Through perseverance, Castaneda received a bachelor’s in psychology from UCLA in 1998. She continued her studies at UCLA and received a master’s in 2001 and doctorate in public health in 2007.

Contributing to more than two dozen publications, those dedicated to impoverished communities have been her proudest accomplishments.

“Youth who suffer from the highest health disparities, who are ethnic minorities and low income, are groups that I have a passion to work with,” she says.

Published in 2004, Castaneda contributed to “Media Literacy and Public Health: Integrating ­ Theory, Research, and Practice for Tobacco Control.” During this research, she was able to go back into her community and create drug prevention tools for students.

A grant from the National Institute of Health’s National Institute of Drug Abuse Division allowed her to develop interventions to help meet the needs of youth who transitioned out of drug treatment facilities.

Using a community approach, Castaneda conducted focus groups to redefine substance abuse among youth and understand barriers of relapse information that she used to build effective, novel-based behavior-change interventions. With this work, she contributed to “Methamphetamine Use Among Treatment-Seeking Adolescents in Southern California: Participant Characteristics and Treatment Response,” published in 2005.

In 2011, Castaneda joined the Department of Psychology at Azusa Pacific University as an associate professor.

In addition to being a prolific research scholar, according to Dr. Kathryn Ecklund, chair of the Department of Psychology at Azusa, Castaneda is also a phenomenal mentor in the classroom.

“Her research experience course is in such high demand that she’s turning away students all the time who want to get involved with her research in substance abuse and addiction and be mentored by her,” says Ecklund. “She has a strong commitment to not only her own scholarship, but to student scholarship—so I feel like she’s an outstanding young professor.”

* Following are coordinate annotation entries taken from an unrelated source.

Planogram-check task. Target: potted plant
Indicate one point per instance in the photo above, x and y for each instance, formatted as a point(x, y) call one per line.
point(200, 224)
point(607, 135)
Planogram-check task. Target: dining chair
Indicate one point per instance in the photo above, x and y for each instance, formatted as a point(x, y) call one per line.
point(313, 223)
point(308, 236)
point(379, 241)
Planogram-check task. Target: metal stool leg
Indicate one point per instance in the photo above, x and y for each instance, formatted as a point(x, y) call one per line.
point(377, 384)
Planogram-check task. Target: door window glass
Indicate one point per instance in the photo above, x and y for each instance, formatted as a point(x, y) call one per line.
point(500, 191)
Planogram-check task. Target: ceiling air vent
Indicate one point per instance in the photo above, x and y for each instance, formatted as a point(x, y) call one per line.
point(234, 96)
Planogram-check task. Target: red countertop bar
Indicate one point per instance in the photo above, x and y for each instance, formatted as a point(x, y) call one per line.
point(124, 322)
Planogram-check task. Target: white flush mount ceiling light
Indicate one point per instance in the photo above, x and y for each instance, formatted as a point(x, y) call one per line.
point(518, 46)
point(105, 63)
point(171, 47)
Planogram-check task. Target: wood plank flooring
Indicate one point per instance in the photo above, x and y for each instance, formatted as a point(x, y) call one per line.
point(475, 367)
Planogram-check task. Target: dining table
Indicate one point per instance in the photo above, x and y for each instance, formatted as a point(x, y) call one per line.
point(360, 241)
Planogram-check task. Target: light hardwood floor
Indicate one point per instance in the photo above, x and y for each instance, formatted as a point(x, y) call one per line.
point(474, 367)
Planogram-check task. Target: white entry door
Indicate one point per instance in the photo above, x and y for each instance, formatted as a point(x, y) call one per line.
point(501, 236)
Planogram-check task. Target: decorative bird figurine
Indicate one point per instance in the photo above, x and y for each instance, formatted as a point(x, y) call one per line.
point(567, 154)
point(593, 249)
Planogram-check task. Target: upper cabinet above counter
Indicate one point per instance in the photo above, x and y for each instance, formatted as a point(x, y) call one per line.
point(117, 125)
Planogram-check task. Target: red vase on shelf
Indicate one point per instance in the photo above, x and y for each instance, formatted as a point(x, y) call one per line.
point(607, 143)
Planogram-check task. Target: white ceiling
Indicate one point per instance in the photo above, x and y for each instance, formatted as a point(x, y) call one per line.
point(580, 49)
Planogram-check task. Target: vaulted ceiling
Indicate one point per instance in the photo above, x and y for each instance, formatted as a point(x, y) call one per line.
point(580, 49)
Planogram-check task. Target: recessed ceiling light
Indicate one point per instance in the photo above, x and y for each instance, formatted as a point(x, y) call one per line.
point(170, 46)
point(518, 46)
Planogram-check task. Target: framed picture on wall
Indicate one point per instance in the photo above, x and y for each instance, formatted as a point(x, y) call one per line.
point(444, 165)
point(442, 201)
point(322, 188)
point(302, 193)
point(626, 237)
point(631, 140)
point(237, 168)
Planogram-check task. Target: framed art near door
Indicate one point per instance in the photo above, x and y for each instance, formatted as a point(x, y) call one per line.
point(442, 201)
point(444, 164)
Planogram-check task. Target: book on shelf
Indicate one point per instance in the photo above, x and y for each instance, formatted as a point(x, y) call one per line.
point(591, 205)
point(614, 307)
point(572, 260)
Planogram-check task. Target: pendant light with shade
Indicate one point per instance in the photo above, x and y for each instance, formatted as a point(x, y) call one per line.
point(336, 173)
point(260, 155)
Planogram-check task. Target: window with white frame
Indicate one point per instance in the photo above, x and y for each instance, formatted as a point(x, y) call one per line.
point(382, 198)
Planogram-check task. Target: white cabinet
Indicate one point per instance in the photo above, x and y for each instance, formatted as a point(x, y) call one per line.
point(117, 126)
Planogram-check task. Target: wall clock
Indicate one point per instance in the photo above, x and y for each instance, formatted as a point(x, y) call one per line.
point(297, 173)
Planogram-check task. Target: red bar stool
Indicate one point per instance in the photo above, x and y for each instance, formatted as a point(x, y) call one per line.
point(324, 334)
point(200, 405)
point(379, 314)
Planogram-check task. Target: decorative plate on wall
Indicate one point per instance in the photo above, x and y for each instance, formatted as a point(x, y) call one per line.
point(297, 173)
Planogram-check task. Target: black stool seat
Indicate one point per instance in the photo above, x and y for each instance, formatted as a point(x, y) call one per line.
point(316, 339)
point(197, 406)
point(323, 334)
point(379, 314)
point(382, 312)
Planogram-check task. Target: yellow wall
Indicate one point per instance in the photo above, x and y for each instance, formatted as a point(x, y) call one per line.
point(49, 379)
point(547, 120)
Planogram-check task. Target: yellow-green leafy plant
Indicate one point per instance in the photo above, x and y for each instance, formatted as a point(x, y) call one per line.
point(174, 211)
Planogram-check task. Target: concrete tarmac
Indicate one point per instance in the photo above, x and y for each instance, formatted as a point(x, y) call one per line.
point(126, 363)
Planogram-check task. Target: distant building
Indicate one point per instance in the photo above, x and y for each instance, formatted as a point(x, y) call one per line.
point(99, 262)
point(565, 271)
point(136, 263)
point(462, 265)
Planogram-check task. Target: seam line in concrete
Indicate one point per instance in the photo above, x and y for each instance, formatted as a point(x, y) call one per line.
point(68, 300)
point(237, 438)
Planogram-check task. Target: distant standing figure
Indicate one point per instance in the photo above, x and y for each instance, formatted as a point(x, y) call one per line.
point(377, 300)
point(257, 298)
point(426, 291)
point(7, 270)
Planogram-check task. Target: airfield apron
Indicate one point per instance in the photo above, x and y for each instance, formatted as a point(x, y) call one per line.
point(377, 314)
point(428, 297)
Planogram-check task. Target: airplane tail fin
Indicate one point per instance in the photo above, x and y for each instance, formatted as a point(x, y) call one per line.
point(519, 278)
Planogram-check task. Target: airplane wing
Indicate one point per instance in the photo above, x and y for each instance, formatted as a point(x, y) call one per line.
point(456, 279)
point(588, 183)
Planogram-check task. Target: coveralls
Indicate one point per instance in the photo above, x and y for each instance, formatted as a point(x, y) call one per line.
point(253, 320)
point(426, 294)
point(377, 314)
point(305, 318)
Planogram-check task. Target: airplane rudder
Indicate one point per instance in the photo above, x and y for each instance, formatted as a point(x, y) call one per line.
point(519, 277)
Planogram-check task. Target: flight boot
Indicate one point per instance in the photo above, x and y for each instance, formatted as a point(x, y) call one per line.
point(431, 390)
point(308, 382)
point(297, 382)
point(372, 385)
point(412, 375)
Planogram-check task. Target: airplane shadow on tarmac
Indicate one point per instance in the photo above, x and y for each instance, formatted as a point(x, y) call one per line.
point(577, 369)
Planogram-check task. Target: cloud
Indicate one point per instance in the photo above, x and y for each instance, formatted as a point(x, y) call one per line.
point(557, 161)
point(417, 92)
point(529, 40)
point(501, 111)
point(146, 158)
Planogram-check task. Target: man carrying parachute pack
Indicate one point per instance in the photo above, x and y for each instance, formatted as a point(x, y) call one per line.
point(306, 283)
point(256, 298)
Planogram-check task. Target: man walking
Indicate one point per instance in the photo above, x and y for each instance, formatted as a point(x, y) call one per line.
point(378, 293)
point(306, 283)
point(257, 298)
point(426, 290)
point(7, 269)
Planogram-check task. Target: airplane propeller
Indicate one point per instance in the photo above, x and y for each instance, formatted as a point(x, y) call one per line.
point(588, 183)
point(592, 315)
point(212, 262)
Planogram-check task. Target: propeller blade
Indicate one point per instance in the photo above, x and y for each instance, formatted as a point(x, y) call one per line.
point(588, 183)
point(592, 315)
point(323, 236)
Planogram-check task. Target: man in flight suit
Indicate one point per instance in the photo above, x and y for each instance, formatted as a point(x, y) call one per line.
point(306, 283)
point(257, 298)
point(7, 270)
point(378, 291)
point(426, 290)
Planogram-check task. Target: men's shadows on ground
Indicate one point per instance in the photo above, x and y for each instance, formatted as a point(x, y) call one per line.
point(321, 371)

Castaneda attributes her stellar mentoring skills to experiences she encountered in her studies.

“I pour into my students, just as I was poured into as a student throughout my undergraduate training. I found professors that were willing to make time for me as I struggled and [were] willing to point me to resources and the direction that I needed,” she says. “So I just use the model that I felt was effective for me.”